Pertama, sebuah baju Pramuka dari tahun 2000--kusut, pudar, dan sobek di bahu. Baju itu pernah menemaninya berjalan kaki puluhan kilometer saat lomba ketangkasan yang hujannya tak kunjung reda. Bukan hanya kain, tapi kenangan akan disiplin, lapar, dan keteguhan di tengah derasnya ejekan.
Kedua, potret ibunya--Syahnidar--duduk di pematang sawah, senyumnya redup namun dalam. Tatapannya mengarah ke kamera, tapi jiwanya jelas sedang mengembara--mungkin sedang menghitung harga beras atau mengingat doa yang belum terkabul.

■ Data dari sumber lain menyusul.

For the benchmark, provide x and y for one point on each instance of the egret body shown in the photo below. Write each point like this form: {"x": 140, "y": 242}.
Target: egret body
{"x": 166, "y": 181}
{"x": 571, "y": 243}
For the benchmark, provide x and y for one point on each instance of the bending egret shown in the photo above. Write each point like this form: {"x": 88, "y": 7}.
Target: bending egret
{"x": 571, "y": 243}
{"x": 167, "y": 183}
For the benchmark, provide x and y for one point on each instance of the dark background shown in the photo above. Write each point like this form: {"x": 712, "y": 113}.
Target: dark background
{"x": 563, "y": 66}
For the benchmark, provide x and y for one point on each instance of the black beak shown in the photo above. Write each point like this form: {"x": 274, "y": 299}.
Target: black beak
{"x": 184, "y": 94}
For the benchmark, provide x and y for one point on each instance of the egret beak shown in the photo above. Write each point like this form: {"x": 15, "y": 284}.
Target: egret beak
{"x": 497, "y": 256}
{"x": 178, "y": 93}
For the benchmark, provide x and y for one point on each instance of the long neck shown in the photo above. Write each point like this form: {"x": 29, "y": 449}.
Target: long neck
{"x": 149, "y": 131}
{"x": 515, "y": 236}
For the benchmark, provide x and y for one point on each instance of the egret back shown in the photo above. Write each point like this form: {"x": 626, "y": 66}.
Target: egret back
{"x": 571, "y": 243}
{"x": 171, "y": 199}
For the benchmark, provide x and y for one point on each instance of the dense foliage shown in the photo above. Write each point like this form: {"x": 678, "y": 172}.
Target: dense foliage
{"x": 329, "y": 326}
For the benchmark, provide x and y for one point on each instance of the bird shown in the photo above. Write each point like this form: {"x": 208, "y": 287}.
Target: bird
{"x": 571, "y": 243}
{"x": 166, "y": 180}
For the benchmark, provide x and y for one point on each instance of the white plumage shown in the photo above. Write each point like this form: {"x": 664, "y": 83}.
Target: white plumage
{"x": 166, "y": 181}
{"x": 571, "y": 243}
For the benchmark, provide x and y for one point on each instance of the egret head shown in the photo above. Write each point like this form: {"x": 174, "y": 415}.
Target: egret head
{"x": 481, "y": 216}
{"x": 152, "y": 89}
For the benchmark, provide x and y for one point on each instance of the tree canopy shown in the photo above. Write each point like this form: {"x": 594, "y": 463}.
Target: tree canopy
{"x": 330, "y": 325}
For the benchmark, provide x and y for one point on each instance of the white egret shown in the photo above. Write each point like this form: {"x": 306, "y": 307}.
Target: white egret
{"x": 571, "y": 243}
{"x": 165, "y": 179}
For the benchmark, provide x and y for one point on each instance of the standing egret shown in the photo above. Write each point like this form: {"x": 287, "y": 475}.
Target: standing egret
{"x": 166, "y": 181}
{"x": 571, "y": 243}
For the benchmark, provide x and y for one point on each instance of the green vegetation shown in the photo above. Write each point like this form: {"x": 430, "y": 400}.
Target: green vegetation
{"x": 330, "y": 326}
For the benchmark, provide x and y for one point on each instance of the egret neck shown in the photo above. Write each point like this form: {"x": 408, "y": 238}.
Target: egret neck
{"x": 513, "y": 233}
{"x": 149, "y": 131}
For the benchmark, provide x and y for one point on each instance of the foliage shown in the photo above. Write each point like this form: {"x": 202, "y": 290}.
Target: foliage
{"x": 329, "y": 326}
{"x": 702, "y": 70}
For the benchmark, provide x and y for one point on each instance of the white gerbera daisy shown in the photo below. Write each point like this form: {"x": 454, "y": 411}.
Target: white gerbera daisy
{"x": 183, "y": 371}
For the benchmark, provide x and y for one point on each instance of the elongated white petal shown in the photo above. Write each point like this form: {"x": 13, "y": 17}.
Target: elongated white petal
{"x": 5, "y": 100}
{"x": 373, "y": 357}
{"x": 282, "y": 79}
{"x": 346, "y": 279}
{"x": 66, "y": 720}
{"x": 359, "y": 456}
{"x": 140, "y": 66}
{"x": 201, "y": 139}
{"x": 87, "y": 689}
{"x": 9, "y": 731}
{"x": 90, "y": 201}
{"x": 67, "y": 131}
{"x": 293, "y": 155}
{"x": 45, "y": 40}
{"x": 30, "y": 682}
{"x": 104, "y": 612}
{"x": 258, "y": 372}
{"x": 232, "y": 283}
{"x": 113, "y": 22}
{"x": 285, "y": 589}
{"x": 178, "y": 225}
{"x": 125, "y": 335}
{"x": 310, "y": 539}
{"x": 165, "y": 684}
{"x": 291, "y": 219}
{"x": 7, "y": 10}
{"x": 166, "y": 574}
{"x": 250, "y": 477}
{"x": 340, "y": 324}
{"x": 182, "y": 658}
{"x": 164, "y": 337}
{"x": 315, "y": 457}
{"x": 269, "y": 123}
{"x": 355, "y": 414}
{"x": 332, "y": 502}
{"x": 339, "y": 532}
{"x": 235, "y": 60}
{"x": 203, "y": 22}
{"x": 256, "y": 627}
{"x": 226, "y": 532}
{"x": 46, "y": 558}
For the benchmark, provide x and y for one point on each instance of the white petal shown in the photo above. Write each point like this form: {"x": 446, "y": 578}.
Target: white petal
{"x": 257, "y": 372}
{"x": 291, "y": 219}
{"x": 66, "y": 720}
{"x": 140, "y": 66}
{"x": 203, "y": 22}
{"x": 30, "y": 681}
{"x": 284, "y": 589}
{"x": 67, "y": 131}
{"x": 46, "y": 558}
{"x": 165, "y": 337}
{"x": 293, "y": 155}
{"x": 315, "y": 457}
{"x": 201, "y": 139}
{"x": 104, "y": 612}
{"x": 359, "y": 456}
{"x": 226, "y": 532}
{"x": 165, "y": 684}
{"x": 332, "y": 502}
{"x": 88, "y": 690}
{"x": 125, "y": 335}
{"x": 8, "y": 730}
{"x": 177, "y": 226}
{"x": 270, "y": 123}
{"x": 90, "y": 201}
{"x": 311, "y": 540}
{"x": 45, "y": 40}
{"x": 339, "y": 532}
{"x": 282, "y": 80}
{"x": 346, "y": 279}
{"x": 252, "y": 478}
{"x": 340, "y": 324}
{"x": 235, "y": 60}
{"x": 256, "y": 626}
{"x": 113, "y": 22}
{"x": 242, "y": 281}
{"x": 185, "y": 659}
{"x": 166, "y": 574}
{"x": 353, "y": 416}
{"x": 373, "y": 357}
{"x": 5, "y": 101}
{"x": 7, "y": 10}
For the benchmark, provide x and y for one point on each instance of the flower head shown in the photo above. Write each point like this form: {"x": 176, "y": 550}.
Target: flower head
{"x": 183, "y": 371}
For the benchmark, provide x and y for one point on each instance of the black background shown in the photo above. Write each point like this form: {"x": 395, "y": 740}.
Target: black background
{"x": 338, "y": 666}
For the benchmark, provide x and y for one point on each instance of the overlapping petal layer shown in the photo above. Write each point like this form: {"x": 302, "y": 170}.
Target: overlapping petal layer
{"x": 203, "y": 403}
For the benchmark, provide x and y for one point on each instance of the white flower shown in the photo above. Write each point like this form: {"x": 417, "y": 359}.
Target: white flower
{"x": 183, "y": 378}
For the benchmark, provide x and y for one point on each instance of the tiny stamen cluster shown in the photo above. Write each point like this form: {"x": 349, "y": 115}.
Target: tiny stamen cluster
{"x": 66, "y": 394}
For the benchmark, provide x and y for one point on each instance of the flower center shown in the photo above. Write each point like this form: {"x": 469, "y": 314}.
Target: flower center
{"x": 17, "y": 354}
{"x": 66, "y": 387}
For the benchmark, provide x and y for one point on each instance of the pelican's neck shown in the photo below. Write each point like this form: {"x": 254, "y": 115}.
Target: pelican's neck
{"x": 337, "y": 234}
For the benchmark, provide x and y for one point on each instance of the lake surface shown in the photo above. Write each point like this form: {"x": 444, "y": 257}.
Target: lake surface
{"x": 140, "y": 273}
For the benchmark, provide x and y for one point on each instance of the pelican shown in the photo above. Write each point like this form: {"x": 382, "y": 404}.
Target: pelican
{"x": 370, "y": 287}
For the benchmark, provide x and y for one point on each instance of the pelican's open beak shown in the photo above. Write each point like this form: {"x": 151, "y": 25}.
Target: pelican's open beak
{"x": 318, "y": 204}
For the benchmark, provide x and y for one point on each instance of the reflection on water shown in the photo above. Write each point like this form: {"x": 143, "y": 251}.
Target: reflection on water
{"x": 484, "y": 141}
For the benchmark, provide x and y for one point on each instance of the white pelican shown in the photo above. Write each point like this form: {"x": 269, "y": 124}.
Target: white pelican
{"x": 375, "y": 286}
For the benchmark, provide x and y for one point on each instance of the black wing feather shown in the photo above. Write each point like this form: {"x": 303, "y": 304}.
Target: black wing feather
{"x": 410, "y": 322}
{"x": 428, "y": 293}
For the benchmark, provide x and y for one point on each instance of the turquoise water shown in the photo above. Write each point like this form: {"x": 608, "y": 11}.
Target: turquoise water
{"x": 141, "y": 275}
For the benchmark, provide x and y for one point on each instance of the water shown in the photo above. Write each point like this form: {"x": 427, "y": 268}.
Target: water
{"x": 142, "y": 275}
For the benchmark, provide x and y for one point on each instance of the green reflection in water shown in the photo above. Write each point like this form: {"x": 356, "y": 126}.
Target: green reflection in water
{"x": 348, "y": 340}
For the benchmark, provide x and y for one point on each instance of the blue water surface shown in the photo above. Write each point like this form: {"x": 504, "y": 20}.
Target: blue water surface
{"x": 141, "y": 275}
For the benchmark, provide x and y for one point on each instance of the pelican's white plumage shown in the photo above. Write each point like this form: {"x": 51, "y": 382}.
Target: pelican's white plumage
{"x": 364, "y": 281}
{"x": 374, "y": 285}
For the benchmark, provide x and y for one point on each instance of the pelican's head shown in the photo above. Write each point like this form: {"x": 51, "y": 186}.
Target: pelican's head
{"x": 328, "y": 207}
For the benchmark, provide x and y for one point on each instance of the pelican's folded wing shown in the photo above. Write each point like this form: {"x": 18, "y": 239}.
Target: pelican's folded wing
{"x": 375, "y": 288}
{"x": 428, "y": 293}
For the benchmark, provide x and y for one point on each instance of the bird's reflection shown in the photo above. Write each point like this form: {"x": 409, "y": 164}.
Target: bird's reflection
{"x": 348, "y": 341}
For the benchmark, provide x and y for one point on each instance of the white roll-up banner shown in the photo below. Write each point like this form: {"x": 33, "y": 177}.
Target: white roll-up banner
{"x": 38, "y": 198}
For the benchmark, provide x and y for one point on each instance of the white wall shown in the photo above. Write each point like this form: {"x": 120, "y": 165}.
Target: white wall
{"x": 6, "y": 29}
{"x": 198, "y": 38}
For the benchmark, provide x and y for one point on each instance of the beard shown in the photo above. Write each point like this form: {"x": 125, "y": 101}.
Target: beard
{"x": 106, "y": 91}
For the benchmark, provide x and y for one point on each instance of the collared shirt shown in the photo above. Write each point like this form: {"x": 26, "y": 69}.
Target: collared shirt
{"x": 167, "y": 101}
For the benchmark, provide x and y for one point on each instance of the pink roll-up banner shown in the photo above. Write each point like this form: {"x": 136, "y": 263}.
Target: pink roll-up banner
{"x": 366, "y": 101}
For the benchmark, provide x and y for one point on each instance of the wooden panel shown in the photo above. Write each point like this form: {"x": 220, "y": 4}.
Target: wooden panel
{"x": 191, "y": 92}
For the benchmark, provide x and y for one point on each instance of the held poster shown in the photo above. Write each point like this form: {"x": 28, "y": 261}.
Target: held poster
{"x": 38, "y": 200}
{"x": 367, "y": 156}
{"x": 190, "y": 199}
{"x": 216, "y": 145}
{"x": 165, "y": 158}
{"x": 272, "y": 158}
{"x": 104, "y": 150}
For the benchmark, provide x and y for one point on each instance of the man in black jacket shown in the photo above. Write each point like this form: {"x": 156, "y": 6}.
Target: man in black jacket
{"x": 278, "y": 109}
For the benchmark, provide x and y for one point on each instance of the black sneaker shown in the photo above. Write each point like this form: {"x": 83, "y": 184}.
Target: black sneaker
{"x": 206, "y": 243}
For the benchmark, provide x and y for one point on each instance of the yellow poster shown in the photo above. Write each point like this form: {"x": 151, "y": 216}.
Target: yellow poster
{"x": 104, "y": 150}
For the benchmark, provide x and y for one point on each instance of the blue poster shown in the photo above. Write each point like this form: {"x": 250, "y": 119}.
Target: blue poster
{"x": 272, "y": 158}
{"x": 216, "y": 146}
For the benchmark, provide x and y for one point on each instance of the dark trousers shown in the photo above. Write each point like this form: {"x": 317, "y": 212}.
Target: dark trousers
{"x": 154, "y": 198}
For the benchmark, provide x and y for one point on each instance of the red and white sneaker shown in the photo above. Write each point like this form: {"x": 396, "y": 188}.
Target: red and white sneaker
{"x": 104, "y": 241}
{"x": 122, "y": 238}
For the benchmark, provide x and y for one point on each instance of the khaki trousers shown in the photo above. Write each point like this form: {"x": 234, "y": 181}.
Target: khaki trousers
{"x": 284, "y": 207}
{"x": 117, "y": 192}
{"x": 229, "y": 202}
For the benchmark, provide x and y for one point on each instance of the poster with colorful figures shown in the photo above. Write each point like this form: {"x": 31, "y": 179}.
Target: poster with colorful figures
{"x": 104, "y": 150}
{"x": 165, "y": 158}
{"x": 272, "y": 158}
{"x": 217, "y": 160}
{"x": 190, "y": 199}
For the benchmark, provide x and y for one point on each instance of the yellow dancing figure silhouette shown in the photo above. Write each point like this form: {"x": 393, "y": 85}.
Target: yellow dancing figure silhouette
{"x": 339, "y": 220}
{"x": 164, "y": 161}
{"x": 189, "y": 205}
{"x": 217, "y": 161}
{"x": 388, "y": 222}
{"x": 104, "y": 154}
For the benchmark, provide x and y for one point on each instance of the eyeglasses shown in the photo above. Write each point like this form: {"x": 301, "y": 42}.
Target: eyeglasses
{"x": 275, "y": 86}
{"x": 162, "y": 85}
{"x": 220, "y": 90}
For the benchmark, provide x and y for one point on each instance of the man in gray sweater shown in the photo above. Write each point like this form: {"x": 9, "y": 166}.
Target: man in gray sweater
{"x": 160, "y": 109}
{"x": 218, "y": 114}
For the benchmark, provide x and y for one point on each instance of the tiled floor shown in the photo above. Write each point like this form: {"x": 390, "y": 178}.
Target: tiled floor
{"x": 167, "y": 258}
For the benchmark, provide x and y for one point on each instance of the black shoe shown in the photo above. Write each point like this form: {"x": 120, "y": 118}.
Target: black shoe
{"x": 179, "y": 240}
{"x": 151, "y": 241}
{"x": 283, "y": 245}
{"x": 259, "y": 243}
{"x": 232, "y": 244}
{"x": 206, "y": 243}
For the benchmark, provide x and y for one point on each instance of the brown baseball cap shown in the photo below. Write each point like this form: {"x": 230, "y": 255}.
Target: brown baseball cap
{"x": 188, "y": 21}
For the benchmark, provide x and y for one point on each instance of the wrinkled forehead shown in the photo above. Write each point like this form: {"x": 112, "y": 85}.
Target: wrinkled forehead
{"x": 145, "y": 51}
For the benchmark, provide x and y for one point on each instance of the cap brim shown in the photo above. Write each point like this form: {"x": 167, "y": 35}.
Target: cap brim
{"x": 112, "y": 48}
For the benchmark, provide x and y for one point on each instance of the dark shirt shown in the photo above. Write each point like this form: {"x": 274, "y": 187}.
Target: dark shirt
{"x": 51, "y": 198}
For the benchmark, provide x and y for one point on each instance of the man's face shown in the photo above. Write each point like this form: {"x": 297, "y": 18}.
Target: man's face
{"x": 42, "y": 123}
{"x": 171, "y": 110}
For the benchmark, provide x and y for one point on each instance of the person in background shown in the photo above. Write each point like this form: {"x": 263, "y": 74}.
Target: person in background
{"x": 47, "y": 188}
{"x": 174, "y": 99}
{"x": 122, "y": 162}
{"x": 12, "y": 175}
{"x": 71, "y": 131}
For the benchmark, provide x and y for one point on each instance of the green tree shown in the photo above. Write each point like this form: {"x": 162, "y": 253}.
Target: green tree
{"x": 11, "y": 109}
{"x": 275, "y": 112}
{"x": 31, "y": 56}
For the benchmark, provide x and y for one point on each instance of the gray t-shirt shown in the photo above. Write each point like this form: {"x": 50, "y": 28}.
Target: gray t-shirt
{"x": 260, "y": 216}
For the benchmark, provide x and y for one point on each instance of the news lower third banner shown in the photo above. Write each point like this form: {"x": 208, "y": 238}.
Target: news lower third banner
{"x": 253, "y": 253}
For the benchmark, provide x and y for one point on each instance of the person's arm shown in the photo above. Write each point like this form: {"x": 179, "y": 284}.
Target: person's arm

Ketiga, sepasang sepatu bola usang--bekas dipakai oleh pemain termuda Timnas saat laga semifinal Piala Asia. Solnya sudah terkikis, warna merah-putihnya memudar, tapi masih mengandung percikan semangat seorang anak yang berani bermimpi lebih besar dari tribun yang menyaksikannya.
Setiap benda itu adalah mantra. Bukan sekadar hiasan, tapi jimat batin yang mengikatnya pada tanah, langit, dan darahnya sendiri.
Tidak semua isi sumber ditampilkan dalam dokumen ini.